Berglund scored a power-play goal at 15:17 of the second period to make it 2-1 on a high-slot redirection and the Blues seemed to gain a bit of momentum with another power play late, but Alexander Steen was called for a phantom interference, the Kings used it to their advantage and scored the rally-killing goal when Adrian Kempe scored at 4-on-4 using Joel Edmundson as a screen at 18:56 and shooting between his legs out of Hutton's vision.

"No, I got caught looking around 'Eddy,'" Hutton said if he saw it. "It's still a bad goal; that's on me for sure. It's Kempe, I think, and he's coming wide. I kind of get caught leaning to my left looking around 'Eddy's legs and right as I look, he kind of puts it through his legs. Tricky shot, but at the same time, those can't go in."

"Me and 'Hutty' talked about it," Edmundson said. "Right through my legs, so it's tough for him to see, but we turned the puck over right before that and they're coming full speed. It could have been blocked, could have been saved. Just the way the game went tonight. 'Hutty' was great in net tonight, but we put Jake in the net just to kind of shake things up. We've just got to be better tomorrow."

Yeo, who likely will start Allen in Minnesota, made the surprise switch Friday, but it was based on both Hutton's play and the team game in front of him.

"I think he was part of the group tonight," Yeo said. "I think just as a group, we weren't good enough tonight."

Toffoli's second came after Dunn lost the puck in his zone, Tanner Pearson centered, and Toffoli redirected a shot past Allen at 10:54 of the third period to make it 4-1.

"When you're losing all of a sudden, if you do think a little bit all of a sudden then it kind of slows down your winger, or slows down your center or your D-man, and all of a sudden guys are on different pages," Stastny said. "... You could be working hard, but if you're not working on the same page with the other guys, and their five guys are, then all of sudden you look slow or you look nervous, you look tentative out there. Not sure what to do what to do with certain plays. That's what it seems right now.

"I think the good news is we got another game tomorrow so we can kind of treat those things and get back on the road and focus on what we gotta do. Kind of stay with our game plan."

The Blues made two switches in the game, putting Carl Gunnarsson in on D for Robert Bortuzzo and Oskar Sundqvist for Sammy Blais, while putting Bouwmeester with Dunn and playing two lefties who were on the ice for the first goal.

Yeo moved Dmitrij Jaskin up to a line with Stastny and Steen, and dropped Vladimir Sobotka down to play with Berglund and Sundqvist.

The mixing and matching looks like it's throwing things out of whack, but players aren't using that as an excuse.

"No, whether it's the teams we're playing against, whether it's their system ...
it has nothing to do with that," Stastny said. "When we're playing, it doesn't matter who you're out there with."
(St. Louis Blues photo)

Blues right wing Vladimir Tarasenko (91) gets denied by Kings goalie Darcy

Kuemper in a 4-1 loss to Los Angeles on Friday at Scottrade Center.
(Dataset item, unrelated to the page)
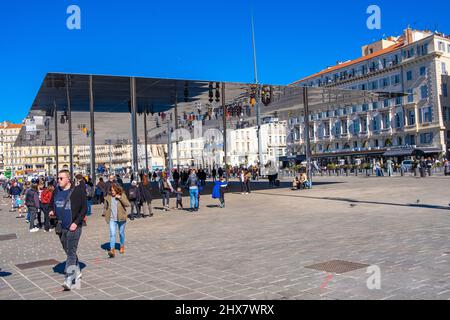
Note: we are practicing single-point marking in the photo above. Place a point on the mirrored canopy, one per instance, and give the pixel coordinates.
(165, 105)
"I don't think we're disconnected," Edmundson said. "It's all around just mental mistakes, out of position. We've got 24 hours to fix it. We've got to have a short memory. Game's in the past and move on."

"I guess there's the potential of guys maybe a little bit focused on their role and how that's going to affect them," Yeo said. "Maybe it's the thought that maybe now we're just a better team than we were because we just inserted a couple guys. I've said it before, if the guys that are in the lineup, we've got two guys who it's going to take them some time to find their game. If we add those two players in the lineup and everybody else's game drops by five percent, then you're not a better team and that's kind of what it looks like right now.

"Obviously we'd like to find some consistency and we believe in that. I think we've shown that this year, but when you've got the feel and you're giving up things the way we have been, I don't think that it's a bad thing to change. We've got to find something and it wasn't happening just by leaving things alone tonight."